Bhaiyya, do chai..! Campus@365


Caffeine. It’s the college student’s elixir of life. It’s what gets us up in the morning and into a state ready for class after a long night. It’s what pulls us through assignments and exams, ensuring we submit two thousand word papers on time, study at least three out of five topics for an exam. It is the reason many of us survive college. A thimble sized container of chai or coffee, which costs less than ten rupees but ensures that one gets through hours of lectures.

A colonial legacy, tea, has long transcended the china pots and jugs it entered our lives in. We took it in, paying no heed to the arguments that one poured the milk into the brew and threw it into large steaming saucepans, leaves, milk, water, sugar and a maybe a handful of spices, boiled over a roaring fire, thus giving birth to chai, a beverage savoured by Indians across class, caste and region, be it the hot mug handed to you by your mother, first thing in the morning or the dirty little glass one grabs between lectures from the tapri round the corner.


Chai, accompanied by a couple of biscuits also makes for a quick breakfast, It’s cheap, a huge pro, especially for a large part of our population who can’t afford much else. For college students, who are slightly more privileged however, it’s a meal that’s budget-friendly as well as fast and will sustain us until the next break. Conversations at the tapri over cups of chai are memories almost synonymous with the Indian College experience. It’s the same at Symbiosis Viman Nagar.

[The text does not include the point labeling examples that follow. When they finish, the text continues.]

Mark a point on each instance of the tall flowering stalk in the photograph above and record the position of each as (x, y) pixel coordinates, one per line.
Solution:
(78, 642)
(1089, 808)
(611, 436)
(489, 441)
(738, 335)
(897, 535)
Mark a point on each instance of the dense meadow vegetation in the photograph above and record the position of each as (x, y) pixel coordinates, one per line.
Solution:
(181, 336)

Yugishtha Shrivastava puts it best, “Chai for me, isn’t just a beverage. It’s a part of me, of who I am. The first thing I tell people is ‘Hi, I’m Yugishtha, I drink cups and cups of chai and write poetry’. On rough days, I depend on a cup of tea to cheer me up. You’d be surprise at how effective it can be. In fact, I’ve reached a stage where people use it to bribe me. Like ‘Pick up my laundry and I’ll make you a nice cup of adrak ki chai (ginger tea)’”.